Posted January 31, 2007

Temple to be a regional site for study on patient care in neurological emergencies

Dr Nina Gentile
Joseph V. Labolito / Temple University
Dr. Nina Gentile works with a patient at Temple University Hospital.
Temple faculty member Dr. Nina Gentile has been selected to head the regional efforts of a nationwide initiative that will lead the way in providing better treatment of patients with neurological emergencies such as traumatic brain injury, stroke and seizures.

Gentile received official notification in late January about the $1 million grant from the National Institutes of Health for Temple University Hospital to serve as a primary clinical study site in the Neurological Emergencies Treatment Trials (NETT) Network.

The grant will allow Temple faculty members to develop an effective infrastructure to recruit patients for clinical trials.


   

Temple-Episcopal, Temple University Children’s Medical Center, Northeastern Hospital, and Hahnemann Hospital will serve as additional sites in the program, said Gentile, an associate professor of emergency medicine in the School of Medicine and a physician at Temple University Hospital.

“We’re very excited about this grant because, in emergency medicine, we need to make critical decisions quickly, and these studies will help us further define the right choices,” Gentile said.

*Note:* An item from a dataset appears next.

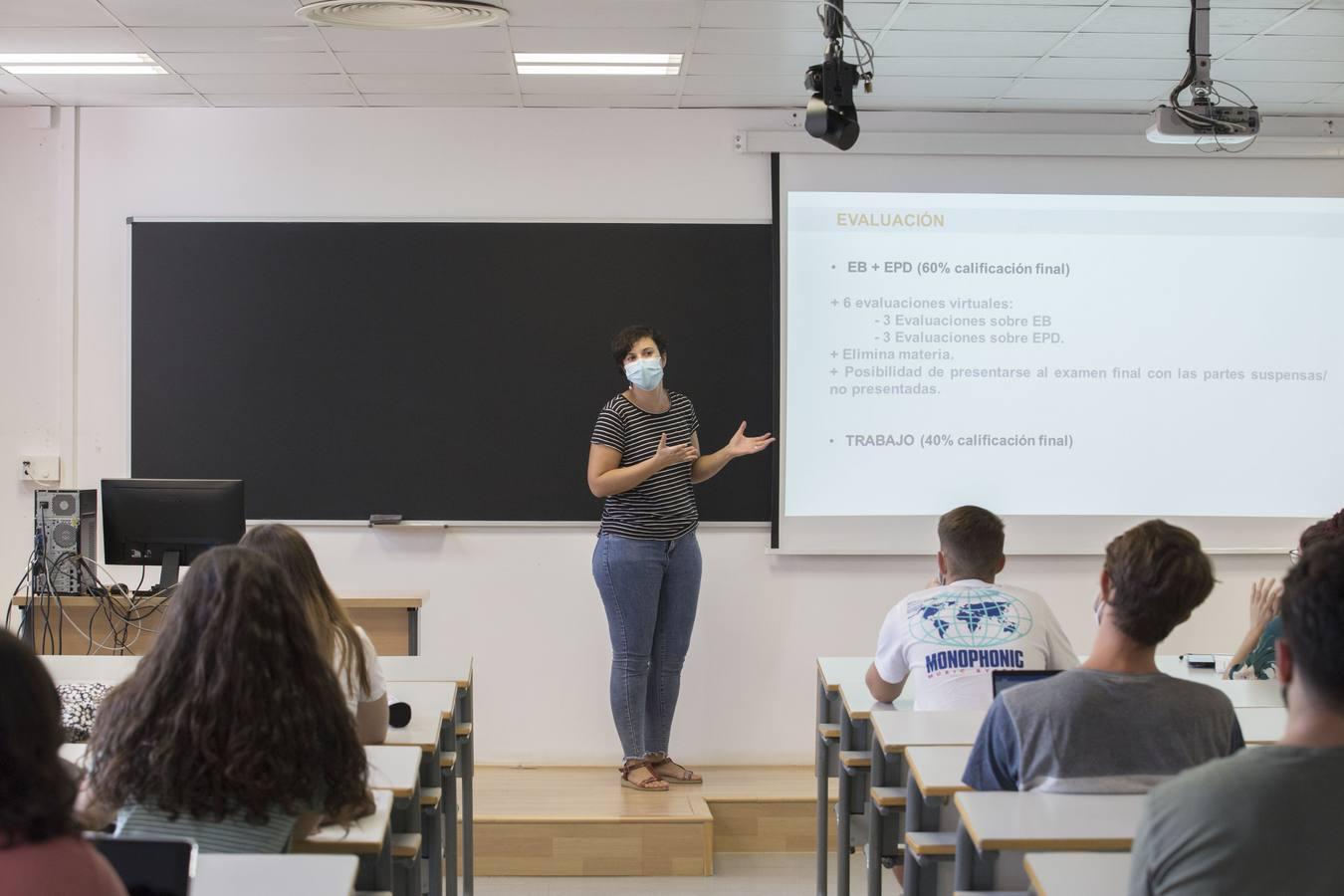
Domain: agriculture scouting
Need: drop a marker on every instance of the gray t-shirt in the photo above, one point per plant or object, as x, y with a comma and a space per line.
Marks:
1265, 821
1099, 733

Nationwide, about 15 million adults and children are seen in emergency departments annually for acute neurological disorders. Most patients are initially evaluated and treated by emergency medicine physicians, not by specialists in neurological diseases.

Optimal treatment in the first hours of neurological emergencies is often critical to recovery, according to the National Institute of Neurological Disorders and Stroke.

The five-year project will bring together 11 national sites to test the effectiveness of new treatments for neurological emergencies affecting children or adults, which include traumatic brain injuries, head trauma, seizures, stroke, meningitis and spinal cord injuries. The collaborative effort involves emergency physicians, neurologists, neurosurgeons, trauma surgeons, interventional radiologists, rehabilitation therapists and pediatricians.

“We’re improving the evidence that we base our clinical practices on … and that will benefit patients here in Philadelphia and across the nation,” Gentile said. “Together, this clinical network will advance the science and treatment of neurological emergencies.”